Il quadro aggregato nasconde tuttavia profondi differenze da scuola a scuola. Anche prescindendo dalla situazione particolare di cui godeva la scuola di Biella, fondata da Quintino Sella e assurta in pochi anni al ruolo di centro formativo per gli industriali tessili italiani ed europei, altri istituti industriali, legati al territorio e che alle sue esigenze economiche cercavano di rispondere, sono caratterizzati dalla migrazione di parte dei licenziati. Migravano all’estero, ad esempio, il 4,55% dei licenziati della scuola industriale di Monza, il 16,2% della scuola professionale di Bari e l’11,1% di quella di disegno industriale a Seravezza (Lucca).
Anche nell’Italia liberale, dunque, e nonostante la comune immagine dell’immigrato analfabeta che solcava i mari o valicava le catene montuose, le vicende delle scuole industriali e artistico-industriali mostrano che studiare e qualificarsi non garantiva l’impiego entro i confini nazionali, anzi; piuttosto, proprio le diffidenze nutrite dalle (piccole) imprese aumentava la loro mobilità.
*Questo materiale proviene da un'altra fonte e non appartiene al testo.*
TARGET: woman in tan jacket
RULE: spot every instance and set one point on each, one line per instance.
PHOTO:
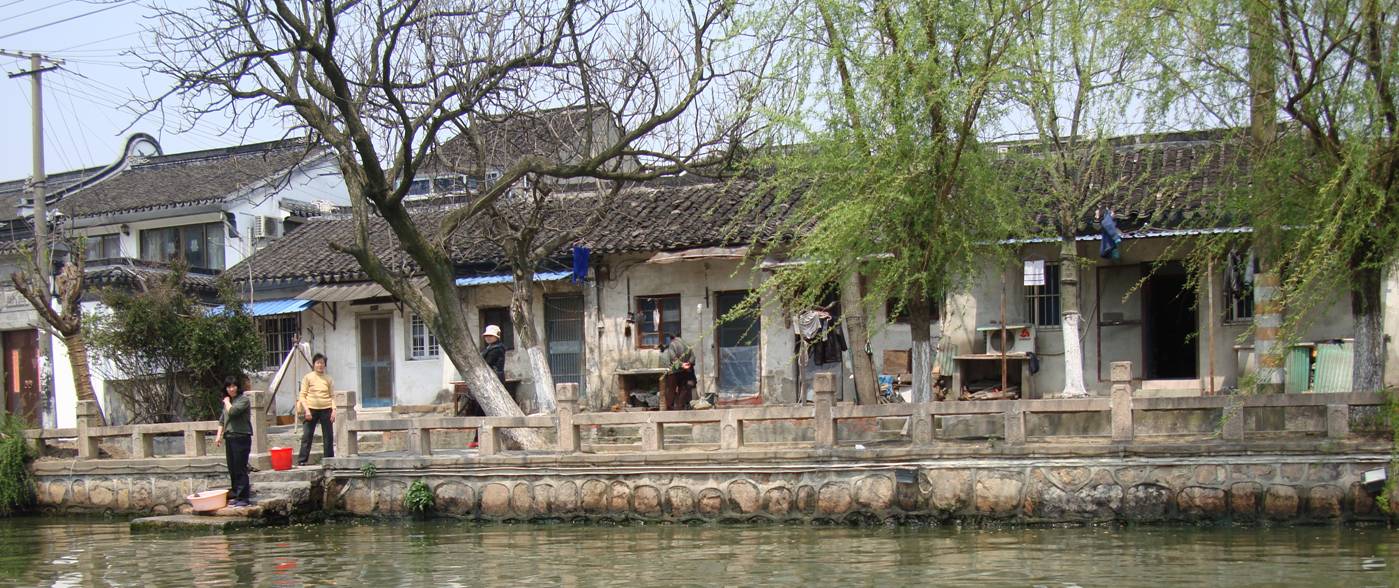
(316, 403)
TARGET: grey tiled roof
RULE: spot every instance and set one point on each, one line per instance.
(168, 181)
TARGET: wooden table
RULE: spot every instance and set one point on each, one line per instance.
(967, 361)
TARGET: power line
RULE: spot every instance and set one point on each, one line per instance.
(65, 20)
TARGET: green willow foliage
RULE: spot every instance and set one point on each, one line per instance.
(16, 454)
(889, 178)
(1324, 196)
(172, 350)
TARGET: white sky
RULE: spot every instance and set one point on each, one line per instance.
(83, 102)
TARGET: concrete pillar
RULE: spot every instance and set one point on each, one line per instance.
(347, 443)
(87, 419)
(824, 391)
(1016, 423)
(1338, 422)
(1122, 424)
(258, 401)
(567, 398)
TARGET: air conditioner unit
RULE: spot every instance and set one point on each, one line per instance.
(1020, 338)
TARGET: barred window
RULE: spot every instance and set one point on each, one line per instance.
(277, 333)
(1042, 301)
(423, 343)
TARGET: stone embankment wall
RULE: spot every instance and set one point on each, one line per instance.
(1245, 489)
(111, 486)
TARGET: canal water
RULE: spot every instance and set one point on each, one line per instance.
(48, 552)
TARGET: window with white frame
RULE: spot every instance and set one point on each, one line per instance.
(1042, 301)
(279, 332)
(421, 342)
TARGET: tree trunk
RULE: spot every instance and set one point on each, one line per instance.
(852, 311)
(919, 325)
(1072, 321)
(81, 377)
(1367, 308)
(543, 377)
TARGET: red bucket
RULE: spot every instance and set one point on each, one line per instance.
(280, 458)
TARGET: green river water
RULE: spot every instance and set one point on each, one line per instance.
(81, 552)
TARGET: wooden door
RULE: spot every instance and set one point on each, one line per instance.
(21, 374)
(377, 361)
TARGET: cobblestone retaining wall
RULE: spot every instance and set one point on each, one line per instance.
(1244, 489)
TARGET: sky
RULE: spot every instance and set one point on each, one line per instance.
(86, 119)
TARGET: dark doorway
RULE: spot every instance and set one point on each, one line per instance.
(21, 374)
(1170, 346)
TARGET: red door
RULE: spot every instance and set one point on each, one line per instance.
(21, 374)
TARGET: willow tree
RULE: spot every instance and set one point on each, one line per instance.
(890, 178)
(1082, 67)
(384, 83)
(1331, 175)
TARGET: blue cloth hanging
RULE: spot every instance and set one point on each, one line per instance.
(581, 255)
(1111, 237)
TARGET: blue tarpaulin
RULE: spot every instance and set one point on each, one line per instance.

Lontani perciò dall’essere una peculiarità contemporanea, il rapporto problematico tra piccole imprese e lavoratori ad alto capitale umano, da un lato, e l’esportazione di manodopera qualificata e avanzata, dall’altro, assumono le dimensioni di un processo strutturale, che già qualificava la storia italiana tra fine Ottocento e inizio Novecento.
Consigli di lettura: Il saggio di Marzio Barbagli, Disoccupazione intellettuale e sistema scolastico in Italia (1859-1913), (Bologna, Mulino, 1974) nonostante gli anni trascorsi dalla sua pubblicazione rimane imprescindibile per comprendere la lunga storia nazionale del sottoutilizzo di capitale umano specializzato. Esistono pochi saggi sull’istruzione professionale italiana: quello di Maurilia Morcaldi (Milano, FrancoAngeli, 2002), che si focalizza sulla seconda metà del XIX secolo, ha il merito di evidenziare le influenze belghe e francesi sulla formazione del sistema nostrano. Un inquadramento generale ed europeo è invece tracciato in P. Gonon ed E. Berner, History of VET [Vocational Education and Training]: Case and Concepts, Lang, 2016. Sull’emigrazione, il rimando è all’opera di P. Bevilacqua et alii (a cura di), Storia dell’emigrazione italiana. Partenze, Roma-Bari, Laterza, 2001, e Arrivi, Roma-Bari, Laterza, 2002: per scrivere questo contributo ho guardato soprattutto i saggi di M. Sanfilippo, Tipologia dell’emigrazione di massa (nel volume I) e P. Audenino, Mestieri e professioni degli emigranti (nel volume II).